O Direito propõe-se a ensejar uma certa estabilidade, um mínimo de certeza na regência da vida social. Daí o chamado princípio da segurança jurídica, o qual, bem por isso, se não é o mais importante dentre todos os princípios gerais de Direito, é, indisputavelmente, um dos mais importantes entre eles. Os institutos da prescrição, da decadência, da preclusão (esfera processual), do usucapião, da irretroatividade da lei, do direito adquirido, são expressões concretas que bem revelam esta profunda aspiração à estabilidade, à segurança, conatural ao Direito. Tanto mais porque inúmeras dentre as relações compostas pelos sujeitos de direito constituem-se em vista do porvir e não apenas da imediatidade das situações, cumpre, como inafastável requisito de um ordenado convívio social, livre de abalos repentinos ou surpresas desconcertantes, que haja uma estabilidade nas situações destarte constituídas (Curso de Direito Administrativo, São Paulo, Malheiros, 2010, p. 124).

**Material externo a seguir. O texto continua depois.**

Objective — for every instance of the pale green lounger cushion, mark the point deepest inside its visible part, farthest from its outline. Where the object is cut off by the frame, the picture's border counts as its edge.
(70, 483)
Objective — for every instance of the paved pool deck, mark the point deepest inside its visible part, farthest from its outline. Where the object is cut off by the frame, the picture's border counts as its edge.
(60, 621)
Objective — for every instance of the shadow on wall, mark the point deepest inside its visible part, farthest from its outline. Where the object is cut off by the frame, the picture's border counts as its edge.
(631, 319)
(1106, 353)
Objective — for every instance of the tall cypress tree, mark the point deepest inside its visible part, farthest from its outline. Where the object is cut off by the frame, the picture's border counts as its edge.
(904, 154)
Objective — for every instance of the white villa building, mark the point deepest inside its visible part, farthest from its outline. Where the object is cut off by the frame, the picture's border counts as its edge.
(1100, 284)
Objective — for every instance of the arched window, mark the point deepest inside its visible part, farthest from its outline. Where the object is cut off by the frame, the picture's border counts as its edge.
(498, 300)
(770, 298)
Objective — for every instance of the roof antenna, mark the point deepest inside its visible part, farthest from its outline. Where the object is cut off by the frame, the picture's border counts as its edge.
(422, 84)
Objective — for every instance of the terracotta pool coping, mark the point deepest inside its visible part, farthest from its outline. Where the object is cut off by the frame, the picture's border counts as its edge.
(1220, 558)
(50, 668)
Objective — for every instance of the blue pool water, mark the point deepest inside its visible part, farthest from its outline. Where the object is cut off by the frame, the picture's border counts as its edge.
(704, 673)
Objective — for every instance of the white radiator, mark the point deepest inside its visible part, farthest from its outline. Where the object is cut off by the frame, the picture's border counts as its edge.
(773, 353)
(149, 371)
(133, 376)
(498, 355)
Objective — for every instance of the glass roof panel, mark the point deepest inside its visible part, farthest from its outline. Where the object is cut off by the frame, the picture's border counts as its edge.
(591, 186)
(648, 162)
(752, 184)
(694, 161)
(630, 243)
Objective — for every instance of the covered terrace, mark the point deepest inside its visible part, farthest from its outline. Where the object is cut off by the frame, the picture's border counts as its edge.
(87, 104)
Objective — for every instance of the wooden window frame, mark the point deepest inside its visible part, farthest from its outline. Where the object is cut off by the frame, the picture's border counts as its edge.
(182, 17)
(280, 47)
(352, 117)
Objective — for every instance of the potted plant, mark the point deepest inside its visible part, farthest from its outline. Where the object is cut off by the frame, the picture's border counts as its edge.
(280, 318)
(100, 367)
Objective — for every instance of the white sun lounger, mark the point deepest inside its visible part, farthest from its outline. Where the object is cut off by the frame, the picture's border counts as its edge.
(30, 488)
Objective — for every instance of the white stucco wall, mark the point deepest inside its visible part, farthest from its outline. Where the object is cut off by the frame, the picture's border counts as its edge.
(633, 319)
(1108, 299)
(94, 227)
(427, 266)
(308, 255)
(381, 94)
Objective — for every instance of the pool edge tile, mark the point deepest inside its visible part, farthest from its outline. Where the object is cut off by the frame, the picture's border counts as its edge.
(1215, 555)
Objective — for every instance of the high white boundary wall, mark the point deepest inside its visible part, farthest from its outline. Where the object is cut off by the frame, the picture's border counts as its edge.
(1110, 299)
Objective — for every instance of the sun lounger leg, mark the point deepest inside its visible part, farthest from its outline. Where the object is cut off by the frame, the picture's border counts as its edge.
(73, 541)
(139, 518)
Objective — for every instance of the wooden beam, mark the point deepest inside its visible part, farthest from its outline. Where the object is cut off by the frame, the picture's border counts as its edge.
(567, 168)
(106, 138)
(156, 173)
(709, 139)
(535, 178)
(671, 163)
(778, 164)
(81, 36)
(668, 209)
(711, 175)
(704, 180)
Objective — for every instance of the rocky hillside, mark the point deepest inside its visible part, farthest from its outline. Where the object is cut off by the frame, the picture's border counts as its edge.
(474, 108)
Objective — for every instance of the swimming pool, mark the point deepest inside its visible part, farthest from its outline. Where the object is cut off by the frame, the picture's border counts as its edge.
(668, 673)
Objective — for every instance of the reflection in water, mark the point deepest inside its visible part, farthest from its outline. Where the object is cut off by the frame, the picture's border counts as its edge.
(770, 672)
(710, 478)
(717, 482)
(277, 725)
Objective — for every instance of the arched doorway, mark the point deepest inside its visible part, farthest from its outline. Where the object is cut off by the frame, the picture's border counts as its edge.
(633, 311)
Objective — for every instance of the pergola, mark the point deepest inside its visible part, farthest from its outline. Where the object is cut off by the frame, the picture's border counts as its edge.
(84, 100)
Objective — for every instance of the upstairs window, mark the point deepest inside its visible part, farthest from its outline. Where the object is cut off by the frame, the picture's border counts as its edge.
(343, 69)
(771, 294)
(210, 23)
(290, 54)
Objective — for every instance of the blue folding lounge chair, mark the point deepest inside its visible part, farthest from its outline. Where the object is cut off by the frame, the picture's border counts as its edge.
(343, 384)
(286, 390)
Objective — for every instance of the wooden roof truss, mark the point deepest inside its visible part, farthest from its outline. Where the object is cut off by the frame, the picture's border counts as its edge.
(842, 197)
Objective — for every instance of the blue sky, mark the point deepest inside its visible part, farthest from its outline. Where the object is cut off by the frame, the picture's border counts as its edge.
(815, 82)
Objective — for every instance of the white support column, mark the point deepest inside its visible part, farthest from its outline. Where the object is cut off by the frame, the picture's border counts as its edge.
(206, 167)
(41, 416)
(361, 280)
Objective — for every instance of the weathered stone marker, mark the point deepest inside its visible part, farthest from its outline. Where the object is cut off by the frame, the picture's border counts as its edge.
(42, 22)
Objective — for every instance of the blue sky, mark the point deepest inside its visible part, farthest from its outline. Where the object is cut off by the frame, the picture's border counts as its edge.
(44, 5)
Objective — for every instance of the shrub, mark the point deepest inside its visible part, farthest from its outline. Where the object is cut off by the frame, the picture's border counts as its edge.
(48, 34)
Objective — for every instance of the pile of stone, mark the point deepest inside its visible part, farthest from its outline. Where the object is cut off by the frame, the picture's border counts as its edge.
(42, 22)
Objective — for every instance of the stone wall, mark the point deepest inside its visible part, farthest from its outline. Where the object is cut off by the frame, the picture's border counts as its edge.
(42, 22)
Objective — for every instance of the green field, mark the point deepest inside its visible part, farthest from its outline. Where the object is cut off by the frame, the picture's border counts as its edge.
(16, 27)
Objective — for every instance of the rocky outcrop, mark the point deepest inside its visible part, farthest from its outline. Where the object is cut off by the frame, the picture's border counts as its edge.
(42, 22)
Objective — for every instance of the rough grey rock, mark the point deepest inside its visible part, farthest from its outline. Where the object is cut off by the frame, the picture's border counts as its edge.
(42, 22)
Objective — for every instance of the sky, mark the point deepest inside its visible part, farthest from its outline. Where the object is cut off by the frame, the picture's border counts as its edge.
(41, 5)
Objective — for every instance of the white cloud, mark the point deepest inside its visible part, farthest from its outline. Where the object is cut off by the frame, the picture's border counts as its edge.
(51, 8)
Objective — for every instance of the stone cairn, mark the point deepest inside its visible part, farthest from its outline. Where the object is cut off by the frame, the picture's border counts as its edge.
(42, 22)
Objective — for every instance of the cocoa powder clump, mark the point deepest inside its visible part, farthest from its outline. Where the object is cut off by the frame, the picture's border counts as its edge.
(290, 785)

14. Nesta esteira, firme de que o princípio da legalidade somente tem prevalência sobre o da proteção da confiança quando o administrado obtém vantagem por meios ilícitos, a jurisprudência desta Corte Superior assentou a orientação de que, após a edição da Lei 9.784/99, a invalidação dos atos administrativos sujeita-se ao prazo decadencial, nos exatos termos do art. 54 do referido diploma legal. A propósito:

MANDADO DE SEGURANÇA. MILITAR ANISTIADO. INSTAURAÇÃO DE PROCESSO DE REVISÃO. DECADÊNCIA. ART. 54 DA LEI 9.784/99. ORDEM CONCEDIDA.

1. O direito da Administração de anular os atos administrativos de que decorram efeitos favoráveis para os destinatários decai em cinco anos, contados da data em que foram praticados, salvo comprovada má-fé e Considera-se exercício do direito de anular qualquer medida de autoridade administrativa que importe impugnação à validade do ato (artigo 54, caput, e parágrafo 2o. da Lei 9.784/99).

2. Instaurado o processo de revisão de anistiado político após decorridos mais de sete anos da sua concessão e quase seis anos de recebimento da prestação mensal, permanente e continuada, resta consumado o prazo decadencial de que cuida o artigo 54 da Lei nº 9.784/99.

3. Conquanto se admita que o controle externo, oriundo dos Poderes Legislativo e Judiciário, não esteja sujeito a prazo de caducidade, o controle interno o está, não tendo outra função o artigo 54 da Lei 9.784/99 que não a de impedir o exercício abusivo da autotutela administrativa, em detrimento da segurança jurídica nas relações entre o Poder Público e os administrados de boa-fé, razão pela qual não poderia a Administração Pública, ela mesma, rever o ato de anistia concedida há mais de cinco anos.

4. Ordem concedida (MS 15.346/DF, Rel. Min. HAMILTON CARVALHIDO, DJe 03.12.2010).

15. No caso dos autos, a plausibilidade jurídica da pretensão deduzida é perceptível primo ictu oculi, considerando que se trata de ato administrativo que tem mais de 5 anos de editado, de sorte que a invalidação da anistia política concedida ao ex-integrante dos quadros da Aeronáutica não se esquiva dos efeitos da decadência disciplinada no art. 54 da Lei 9.784/99; é cediço que não pode o administrado ficar sujeito indefinidamente ao poder de autotutela da Administração, sob pena de desestabilizar um dos apoios centrais do Estado Democrático de Direito, qual seja, o princípio da segurança das relações jurídicas.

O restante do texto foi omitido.